By now you are probably in need of some relaxation, so head to Piazza Navona, a city square featuring a series of famous fountains. In the center is the Fountain of Four Rivers, a Baroque masterpiece built in 1651. At the southern end is the intricate Fontana del Moro with four Tritons while at the opposite end is the Fountain of Neptune. Don't miss the ancient "speaking" statue of Pasquino at the southwest end, where Romans couple attach social commentary during the 16th century. Surrounding the Piazza are several places to eat dinner, as well as nightclubs that stay open well into the night if you are up for it.

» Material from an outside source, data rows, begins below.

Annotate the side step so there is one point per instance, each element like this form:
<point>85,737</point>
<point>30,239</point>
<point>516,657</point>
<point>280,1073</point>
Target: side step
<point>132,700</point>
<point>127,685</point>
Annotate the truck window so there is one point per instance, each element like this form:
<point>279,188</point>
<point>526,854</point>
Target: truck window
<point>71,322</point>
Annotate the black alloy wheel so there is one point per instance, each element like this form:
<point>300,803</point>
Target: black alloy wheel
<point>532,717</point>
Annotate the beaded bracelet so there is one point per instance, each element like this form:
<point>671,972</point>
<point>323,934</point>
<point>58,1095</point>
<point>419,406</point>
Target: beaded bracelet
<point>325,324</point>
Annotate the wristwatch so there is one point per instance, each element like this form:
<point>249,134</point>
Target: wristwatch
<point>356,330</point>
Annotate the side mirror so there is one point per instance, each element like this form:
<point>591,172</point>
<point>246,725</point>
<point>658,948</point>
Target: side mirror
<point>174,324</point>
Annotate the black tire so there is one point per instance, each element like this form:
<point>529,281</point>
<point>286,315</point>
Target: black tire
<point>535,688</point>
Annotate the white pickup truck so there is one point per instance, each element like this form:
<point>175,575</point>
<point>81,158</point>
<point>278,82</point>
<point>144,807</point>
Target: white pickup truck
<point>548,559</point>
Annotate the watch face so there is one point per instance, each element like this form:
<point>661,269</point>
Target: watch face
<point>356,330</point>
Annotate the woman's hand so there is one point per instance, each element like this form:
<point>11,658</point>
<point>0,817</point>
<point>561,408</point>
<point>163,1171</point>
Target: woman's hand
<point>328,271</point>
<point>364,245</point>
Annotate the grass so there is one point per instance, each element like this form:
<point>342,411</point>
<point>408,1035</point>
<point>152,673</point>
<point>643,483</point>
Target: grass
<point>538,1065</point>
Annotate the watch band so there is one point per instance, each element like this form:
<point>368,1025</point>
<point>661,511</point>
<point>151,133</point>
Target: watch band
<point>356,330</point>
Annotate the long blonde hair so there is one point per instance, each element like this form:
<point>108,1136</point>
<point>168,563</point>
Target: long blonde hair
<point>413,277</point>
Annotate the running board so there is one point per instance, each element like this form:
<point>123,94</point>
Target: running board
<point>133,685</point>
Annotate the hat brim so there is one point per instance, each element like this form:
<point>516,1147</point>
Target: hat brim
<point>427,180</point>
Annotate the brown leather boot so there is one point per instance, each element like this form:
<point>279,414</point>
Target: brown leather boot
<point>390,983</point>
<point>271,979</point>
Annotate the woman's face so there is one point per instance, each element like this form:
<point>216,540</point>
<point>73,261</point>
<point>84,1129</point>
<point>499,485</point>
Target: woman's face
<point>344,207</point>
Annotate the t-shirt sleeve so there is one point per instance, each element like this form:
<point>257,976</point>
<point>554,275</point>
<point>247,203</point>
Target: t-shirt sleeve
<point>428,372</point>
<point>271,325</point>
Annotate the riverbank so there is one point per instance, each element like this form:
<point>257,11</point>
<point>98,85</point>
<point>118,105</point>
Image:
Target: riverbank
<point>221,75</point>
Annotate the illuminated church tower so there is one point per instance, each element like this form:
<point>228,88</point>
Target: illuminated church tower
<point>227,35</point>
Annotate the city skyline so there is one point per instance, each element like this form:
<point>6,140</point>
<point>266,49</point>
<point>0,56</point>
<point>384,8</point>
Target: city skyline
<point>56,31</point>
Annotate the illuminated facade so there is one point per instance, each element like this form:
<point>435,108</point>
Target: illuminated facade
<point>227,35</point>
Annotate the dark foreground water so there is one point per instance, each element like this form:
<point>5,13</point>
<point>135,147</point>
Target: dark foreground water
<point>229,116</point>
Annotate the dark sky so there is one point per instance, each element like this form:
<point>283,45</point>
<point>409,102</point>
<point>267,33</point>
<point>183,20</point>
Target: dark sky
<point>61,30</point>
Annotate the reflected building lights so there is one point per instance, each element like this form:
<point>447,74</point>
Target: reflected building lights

Three Days in Rome: Day Three

On your last of three days in Rome, it is time to clean up on all the things you missed. Pay a visit to the Baths of Diocletian at Piazza Republica, Rome's largest bathhouse dating back to 300 AD, check out the fabulous art on display at the Borghese Gallery, or climb the Spanish Steps. Another place to visit is the Cappuchin Crypt, an awe-inspiring sight that some may find creepy. Several small rooms are decorated with the bones of over 4,000 Cappuchin monks. Other weird things to do in Rome include visiting the Museum of Purgatory, the Museum of the Sanitary Arts, the Rome Crime Museum or the Pasta Museum (yum!). If you like churches, this church-heavy city has plenty of other chapels for you to explore as well. Finally, if you simply cannot make your mind, try one of the Italy tours offered throughout the city.

By planning out your time wisely and sticking to general areas for the morning or afternoon, you can maximize your Italy travel. However you decide to spend your time is entirely up to you, but sticking to localize areas during your three days in Rome can make your vacation an enjoyable and leisurely instead of a hectic run around the city.